Lockerungen erst bei Überlastung der Intensivstationen gefährdet

Wallner will keine Rücknahme der Modellregion. Künftiger Minister sieht sie aber kritisch.
Wien, Bregenz Der künftige Gesundheitsminister Wolfgang Mückstein (Grüne) ist kein Freund der Lockerungen in Vorarlberg. “Sollen sie doch die Sau schlachten und feiern”, sagte er Ende März, nur eine Woche nach den Öffnungsschritten im Land. Zu Gast bei Puls4 war er überzeugt, dass die Vorarlberger in drei Wochen dafür bezahlen müssten. Genau drei Wochen später wird Mückstein von Vizekanzler Werner Kogler (Grüne) als neuer Gesundheitsminister präsentiert.

Anders als im Osten Österreich sind die Intensivstationen in Vorarlberg noch nicht überlastet. Bei den Infektionszahlen hat das Land allerdings den Vorsprung verspielt. Vorarlberg verzeichnet 176 Neuinfektionen pro 100.000 Einwohner und Woche. Österreichweit liegt der Durchschnitt bei 209. Das Land könnte in den nächsten Tagen bereits hinter Tirol und Niederösterreich rutschen. Die Steiermark steht mit den Infektionszahlen schon besser da.

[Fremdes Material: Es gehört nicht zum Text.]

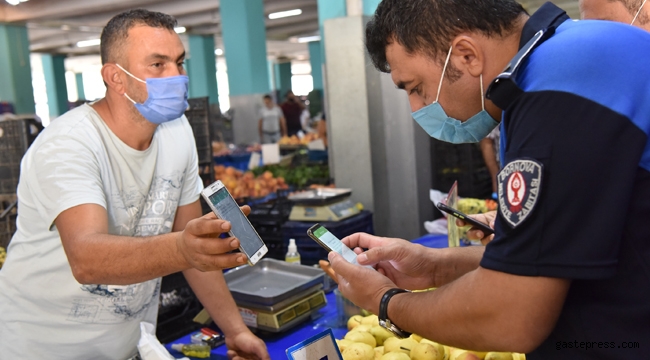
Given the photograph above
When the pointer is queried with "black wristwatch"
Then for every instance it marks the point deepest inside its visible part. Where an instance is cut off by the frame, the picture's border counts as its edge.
(383, 314)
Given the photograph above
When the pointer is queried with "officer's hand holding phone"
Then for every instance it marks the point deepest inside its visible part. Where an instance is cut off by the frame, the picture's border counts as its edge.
(408, 265)
(203, 249)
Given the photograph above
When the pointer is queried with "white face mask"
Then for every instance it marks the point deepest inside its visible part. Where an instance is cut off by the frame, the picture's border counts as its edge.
(638, 12)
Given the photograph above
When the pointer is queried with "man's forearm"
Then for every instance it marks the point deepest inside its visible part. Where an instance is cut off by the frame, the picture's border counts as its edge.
(484, 310)
(212, 291)
(455, 262)
(122, 260)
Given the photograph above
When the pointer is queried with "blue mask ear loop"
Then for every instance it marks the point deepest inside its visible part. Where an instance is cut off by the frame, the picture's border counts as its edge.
(638, 12)
(133, 76)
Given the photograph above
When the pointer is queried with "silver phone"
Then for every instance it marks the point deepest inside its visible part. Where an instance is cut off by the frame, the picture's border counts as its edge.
(330, 242)
(226, 208)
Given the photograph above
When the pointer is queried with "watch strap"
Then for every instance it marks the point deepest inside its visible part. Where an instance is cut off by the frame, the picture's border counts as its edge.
(383, 313)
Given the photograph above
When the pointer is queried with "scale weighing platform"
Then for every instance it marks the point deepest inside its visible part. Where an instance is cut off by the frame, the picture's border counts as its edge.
(324, 204)
(275, 296)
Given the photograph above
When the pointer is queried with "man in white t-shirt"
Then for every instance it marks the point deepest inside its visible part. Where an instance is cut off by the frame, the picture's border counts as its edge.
(272, 124)
(108, 200)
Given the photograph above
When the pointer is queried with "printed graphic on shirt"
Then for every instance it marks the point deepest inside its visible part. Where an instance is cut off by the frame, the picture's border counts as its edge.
(137, 215)
(134, 215)
(519, 185)
(113, 304)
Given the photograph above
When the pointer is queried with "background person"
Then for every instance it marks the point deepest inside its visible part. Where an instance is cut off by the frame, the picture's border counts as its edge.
(292, 107)
(108, 199)
(272, 125)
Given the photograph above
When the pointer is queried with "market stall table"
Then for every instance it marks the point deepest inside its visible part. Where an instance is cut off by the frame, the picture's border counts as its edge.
(325, 319)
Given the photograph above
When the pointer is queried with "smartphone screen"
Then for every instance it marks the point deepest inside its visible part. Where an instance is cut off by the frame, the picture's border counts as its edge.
(227, 209)
(487, 230)
(332, 243)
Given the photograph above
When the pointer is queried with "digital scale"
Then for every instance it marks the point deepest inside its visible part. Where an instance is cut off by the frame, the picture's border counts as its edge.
(273, 295)
(284, 315)
(324, 204)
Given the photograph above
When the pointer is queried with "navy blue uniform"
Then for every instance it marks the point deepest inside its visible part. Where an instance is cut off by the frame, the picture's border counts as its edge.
(574, 191)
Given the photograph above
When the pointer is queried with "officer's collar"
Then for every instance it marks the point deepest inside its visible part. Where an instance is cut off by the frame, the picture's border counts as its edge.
(545, 17)
(504, 89)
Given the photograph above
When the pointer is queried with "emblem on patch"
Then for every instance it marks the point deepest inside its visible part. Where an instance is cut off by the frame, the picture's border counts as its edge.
(519, 184)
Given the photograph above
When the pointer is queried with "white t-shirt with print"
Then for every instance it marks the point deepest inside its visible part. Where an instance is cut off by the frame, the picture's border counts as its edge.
(44, 312)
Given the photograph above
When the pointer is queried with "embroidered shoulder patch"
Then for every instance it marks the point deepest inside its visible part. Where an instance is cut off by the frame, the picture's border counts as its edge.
(519, 184)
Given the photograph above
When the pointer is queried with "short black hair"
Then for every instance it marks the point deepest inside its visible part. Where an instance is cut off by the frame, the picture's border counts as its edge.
(632, 6)
(429, 26)
(117, 29)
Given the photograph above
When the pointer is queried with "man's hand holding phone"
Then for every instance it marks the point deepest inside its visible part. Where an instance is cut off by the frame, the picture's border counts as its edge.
(203, 248)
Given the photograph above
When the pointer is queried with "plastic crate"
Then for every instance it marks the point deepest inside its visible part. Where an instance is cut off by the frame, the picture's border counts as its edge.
(198, 116)
(16, 135)
(318, 156)
(310, 251)
(238, 161)
(463, 163)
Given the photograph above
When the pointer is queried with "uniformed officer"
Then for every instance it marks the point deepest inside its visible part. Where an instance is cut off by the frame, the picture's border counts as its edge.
(568, 273)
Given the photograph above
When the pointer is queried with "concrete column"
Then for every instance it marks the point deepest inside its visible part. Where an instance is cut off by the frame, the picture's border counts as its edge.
(376, 147)
(271, 69)
(79, 80)
(315, 59)
(244, 38)
(283, 78)
(329, 9)
(57, 90)
(202, 68)
(15, 69)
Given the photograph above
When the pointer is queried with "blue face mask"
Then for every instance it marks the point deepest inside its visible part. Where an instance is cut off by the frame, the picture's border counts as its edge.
(437, 124)
(167, 98)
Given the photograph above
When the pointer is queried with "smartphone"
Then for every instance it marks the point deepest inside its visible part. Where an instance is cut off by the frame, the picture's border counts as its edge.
(455, 213)
(226, 208)
(331, 243)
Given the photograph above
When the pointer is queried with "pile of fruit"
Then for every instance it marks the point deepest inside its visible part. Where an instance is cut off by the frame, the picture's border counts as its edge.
(246, 184)
(294, 140)
(476, 206)
(366, 340)
(297, 176)
(3, 256)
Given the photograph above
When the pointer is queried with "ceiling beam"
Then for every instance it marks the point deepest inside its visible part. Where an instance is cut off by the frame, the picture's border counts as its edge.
(59, 9)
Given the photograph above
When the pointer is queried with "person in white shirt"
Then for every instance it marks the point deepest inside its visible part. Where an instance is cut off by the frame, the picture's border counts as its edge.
(108, 204)
(272, 124)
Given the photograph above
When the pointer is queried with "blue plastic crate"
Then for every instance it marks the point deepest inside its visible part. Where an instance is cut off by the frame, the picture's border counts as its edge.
(310, 251)
(238, 161)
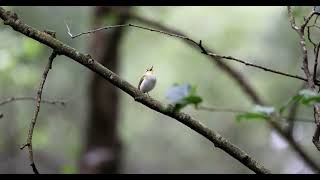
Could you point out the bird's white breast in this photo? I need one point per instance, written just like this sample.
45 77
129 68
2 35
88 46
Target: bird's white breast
148 83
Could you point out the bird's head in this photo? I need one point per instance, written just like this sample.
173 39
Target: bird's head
150 70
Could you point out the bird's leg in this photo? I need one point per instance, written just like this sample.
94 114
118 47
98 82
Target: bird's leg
137 98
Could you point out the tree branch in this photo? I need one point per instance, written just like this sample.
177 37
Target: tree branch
236 75
305 67
12 99
36 112
63 49
203 50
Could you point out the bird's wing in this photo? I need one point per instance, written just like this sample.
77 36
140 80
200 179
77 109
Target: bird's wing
142 78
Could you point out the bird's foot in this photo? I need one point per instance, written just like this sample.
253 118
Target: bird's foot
137 98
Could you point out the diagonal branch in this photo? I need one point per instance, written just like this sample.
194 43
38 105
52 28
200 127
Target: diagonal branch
236 75
204 50
25 98
311 83
63 49
36 112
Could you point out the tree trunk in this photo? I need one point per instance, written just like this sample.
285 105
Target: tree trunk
102 153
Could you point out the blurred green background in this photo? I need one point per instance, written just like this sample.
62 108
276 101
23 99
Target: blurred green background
154 143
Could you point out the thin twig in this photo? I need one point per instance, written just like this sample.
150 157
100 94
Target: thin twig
113 78
311 84
25 98
36 112
315 67
92 31
259 67
220 109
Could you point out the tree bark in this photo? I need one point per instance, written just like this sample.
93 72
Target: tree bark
102 152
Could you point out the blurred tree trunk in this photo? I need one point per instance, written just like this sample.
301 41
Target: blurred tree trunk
102 153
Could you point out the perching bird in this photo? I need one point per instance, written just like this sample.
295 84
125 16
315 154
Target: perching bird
147 81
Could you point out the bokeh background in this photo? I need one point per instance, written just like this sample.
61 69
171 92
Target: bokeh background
152 142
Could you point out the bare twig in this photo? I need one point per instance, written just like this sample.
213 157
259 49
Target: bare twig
12 99
220 109
92 31
113 78
259 67
315 67
311 84
200 45
36 112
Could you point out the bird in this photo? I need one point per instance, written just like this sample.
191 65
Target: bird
147 81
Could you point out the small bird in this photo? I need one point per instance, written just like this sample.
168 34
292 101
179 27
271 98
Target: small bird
147 81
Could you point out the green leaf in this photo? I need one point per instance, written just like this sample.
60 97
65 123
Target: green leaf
251 116
309 97
306 93
31 48
264 109
295 98
193 99
183 95
68 169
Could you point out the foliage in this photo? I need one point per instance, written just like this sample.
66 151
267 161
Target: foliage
183 95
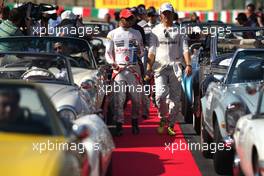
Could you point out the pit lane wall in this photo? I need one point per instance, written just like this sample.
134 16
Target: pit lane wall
224 16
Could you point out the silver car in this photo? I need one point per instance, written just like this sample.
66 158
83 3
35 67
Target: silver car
249 153
54 74
86 74
229 95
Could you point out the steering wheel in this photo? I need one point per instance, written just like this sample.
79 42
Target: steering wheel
37 73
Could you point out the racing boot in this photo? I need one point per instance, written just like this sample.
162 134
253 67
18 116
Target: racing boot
171 131
119 129
161 125
135 128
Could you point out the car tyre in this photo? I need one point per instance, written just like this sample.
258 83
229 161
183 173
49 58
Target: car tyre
237 171
222 156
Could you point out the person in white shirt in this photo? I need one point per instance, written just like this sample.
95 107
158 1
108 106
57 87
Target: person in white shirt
167 49
123 50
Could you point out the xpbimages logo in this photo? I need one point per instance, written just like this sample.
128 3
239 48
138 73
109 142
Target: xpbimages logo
63 146
147 89
203 30
81 30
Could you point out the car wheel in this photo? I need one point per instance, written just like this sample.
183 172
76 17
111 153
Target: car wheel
221 156
236 167
186 109
205 140
255 160
197 115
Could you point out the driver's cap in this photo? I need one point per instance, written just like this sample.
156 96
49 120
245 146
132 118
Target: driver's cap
166 7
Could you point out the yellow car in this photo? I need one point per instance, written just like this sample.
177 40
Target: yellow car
33 139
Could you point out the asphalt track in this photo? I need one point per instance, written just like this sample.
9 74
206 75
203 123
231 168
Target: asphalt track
151 154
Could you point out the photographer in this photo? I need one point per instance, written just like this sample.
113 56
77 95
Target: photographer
11 26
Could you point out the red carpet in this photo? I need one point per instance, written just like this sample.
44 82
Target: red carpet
145 154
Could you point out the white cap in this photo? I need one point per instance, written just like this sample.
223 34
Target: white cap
166 7
68 15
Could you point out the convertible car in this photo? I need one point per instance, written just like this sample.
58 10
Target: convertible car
249 157
229 94
33 138
53 73
84 69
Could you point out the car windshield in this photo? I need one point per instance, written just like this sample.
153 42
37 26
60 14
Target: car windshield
248 66
22 111
37 67
79 50
228 43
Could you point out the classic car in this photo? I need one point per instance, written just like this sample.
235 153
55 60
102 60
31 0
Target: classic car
220 97
53 73
214 58
198 35
86 73
34 140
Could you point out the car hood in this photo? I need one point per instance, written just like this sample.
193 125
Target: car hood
239 90
18 156
64 95
80 75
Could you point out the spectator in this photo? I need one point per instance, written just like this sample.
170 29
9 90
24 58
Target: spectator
11 26
5 13
152 17
251 15
107 19
68 24
176 19
142 16
195 18
117 19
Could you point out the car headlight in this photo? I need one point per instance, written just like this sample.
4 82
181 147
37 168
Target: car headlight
233 112
68 114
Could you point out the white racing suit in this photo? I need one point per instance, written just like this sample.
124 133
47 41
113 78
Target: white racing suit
127 78
168 47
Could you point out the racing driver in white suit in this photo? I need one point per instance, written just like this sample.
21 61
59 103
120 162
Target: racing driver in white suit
124 47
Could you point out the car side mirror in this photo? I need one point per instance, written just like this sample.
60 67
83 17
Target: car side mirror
251 89
80 131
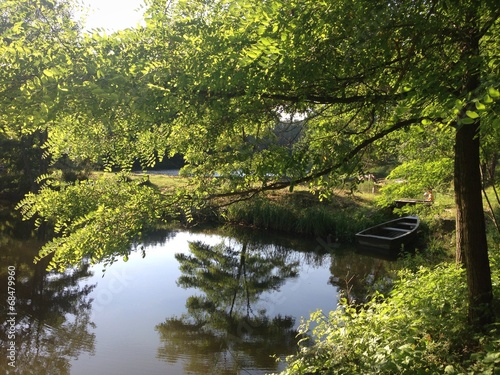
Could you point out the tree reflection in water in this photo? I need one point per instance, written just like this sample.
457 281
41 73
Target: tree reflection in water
223 330
53 313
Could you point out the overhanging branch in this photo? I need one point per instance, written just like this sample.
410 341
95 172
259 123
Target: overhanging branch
278 185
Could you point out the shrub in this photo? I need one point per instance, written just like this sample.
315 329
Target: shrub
420 328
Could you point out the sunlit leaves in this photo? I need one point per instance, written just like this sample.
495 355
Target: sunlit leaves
99 220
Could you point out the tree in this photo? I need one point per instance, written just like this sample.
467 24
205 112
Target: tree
214 78
359 70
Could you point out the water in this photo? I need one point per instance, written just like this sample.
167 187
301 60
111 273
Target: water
190 303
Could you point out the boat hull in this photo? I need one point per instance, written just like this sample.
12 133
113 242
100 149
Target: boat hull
390 236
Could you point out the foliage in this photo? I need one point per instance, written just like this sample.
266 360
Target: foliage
413 178
327 219
421 327
216 81
98 219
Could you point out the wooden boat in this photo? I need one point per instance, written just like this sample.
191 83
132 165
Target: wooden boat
389 236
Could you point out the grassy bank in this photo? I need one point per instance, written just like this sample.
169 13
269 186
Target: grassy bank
301 212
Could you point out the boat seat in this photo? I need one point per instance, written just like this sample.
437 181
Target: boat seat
396 229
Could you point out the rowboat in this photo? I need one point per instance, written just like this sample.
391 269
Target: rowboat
389 236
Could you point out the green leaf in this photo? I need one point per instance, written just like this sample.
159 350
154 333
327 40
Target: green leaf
466 121
493 92
472 114
480 106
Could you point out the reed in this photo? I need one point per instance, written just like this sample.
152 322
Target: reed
290 215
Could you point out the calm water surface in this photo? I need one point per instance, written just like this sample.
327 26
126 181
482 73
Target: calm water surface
188 303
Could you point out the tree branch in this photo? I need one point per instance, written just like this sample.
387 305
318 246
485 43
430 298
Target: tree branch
278 185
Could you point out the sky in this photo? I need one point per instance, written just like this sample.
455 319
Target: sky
113 15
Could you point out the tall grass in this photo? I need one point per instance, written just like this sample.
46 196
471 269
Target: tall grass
315 220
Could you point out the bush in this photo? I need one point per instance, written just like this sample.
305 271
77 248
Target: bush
420 328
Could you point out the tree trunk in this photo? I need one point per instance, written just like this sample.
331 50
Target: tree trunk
472 246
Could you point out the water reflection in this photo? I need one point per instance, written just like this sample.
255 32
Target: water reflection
52 312
224 322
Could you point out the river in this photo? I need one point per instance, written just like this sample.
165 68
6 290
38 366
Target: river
185 302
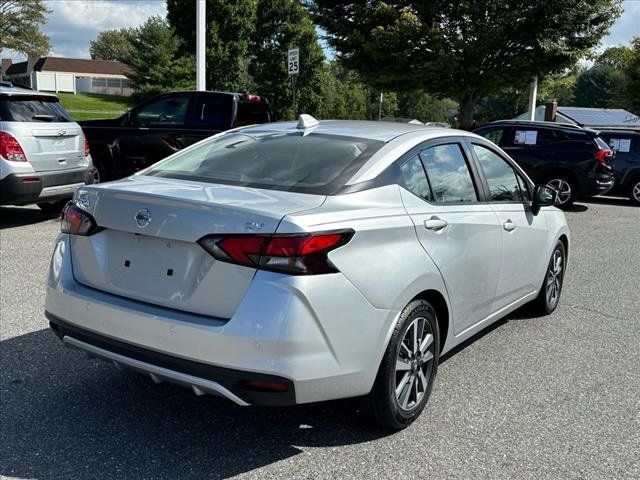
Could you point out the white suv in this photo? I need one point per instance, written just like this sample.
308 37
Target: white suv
44 155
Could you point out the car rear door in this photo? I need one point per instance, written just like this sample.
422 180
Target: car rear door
460 233
524 235
154 130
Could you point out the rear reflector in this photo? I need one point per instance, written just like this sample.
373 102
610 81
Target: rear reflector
304 254
86 147
10 149
30 180
77 222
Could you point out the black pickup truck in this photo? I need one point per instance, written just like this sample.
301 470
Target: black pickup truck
165 124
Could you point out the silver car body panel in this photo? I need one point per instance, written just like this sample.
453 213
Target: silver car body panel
326 333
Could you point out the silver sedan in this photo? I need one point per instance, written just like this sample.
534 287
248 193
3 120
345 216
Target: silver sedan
299 262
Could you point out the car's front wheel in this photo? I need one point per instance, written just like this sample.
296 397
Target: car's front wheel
566 187
408 368
551 288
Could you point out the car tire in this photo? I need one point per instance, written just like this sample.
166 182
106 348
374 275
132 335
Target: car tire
52 207
634 191
408 369
551 288
566 187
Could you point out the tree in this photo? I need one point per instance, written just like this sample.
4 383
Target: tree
601 86
20 22
153 57
230 25
632 72
112 45
280 25
464 50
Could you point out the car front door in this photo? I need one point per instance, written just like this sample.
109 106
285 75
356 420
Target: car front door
156 129
524 235
460 234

Landeshauptmann Markus Wallner (ÖVP) sieht die Modellregion nicht gefährdet. Er würde sie erst zurücknehmen, wenn es auf den Intensivbetten zu einer Überbelegung komme. 52 Intensivbetten stehen zur Verfügung. 29 werden derzeit für Patienten ohne Coronavirus gebraucht. Neun sind mit Covid19-Patienten belegt, 14 frei. “Da wird noch niemand unruhig.” Erst wenn die Bettenzahl über 52 hinaus aufgestockt werden müsse, zieht Wallner in Betracht, die Lockerungen zu prüfen. Er ist überzeugt, dass weder Gastro noch Veranstaltungen für die steigenden Infektionszahlen verantwortlich sind. Das bestätige auch die Gesundheitsagentur Ages. Es liege an der Virusvariante und den vielen Tests. “Bei einem ehrlichen Bundesländervergleich müsste man sagen: Wenn wir so wenig testen würden wie ihr, hätten wir die halbe Inzidenz.”
Zuerst persönliches Gespräch
Die Aussagen des Ministers nimmt Wallner gelassen: “Ich habe einen fairen Zugang. Was vor der Ministerzeit gesagt wurde, kommentiere ich nicht.” Wichtig sei ein persönliches Gespräch. Das sollte noch am Dienstagabend stattfinden. Wallner plädiert für den Blick aufs Ganze, nicht allein auf die Inzidenz. Außerdem erklärt er, dass dank der Lockerungen viel mehr getestet wird. “Im Osten Österreichs meinen manche, bei uns wird fröhlich im Gasthaus gefeiert.” Aber dem sei nicht der Fall, verweist Wallner auf die Sperrstunde, die Regeln und die Zutrittstests. Das müsse auch Mückstein erkennen.

Landesrat Johannes Rauch (Grüne) gesteht, dass die Modellregion einfacher zu halten ist, wenn die Zahlen stimmen. Man müsse aber beurteilen, woher die Steigerungen kommen. Die Lockerungen verteidigt er in “Vorarlberg live”. Es sei bei der damals günstigen Infektionslage darum gegangen, einen Weg aus der Pandemie zu finden.

Mückstein wäre vorsichtiger gewesen, wie er vor drei Wochen sagte: “Ich hätte es viel ansprechender gefunden, wenn Vorarlberg gesagt hätte, wir haben niedrige Zahlen und surfen jetzt auf diesen in den Sommer.”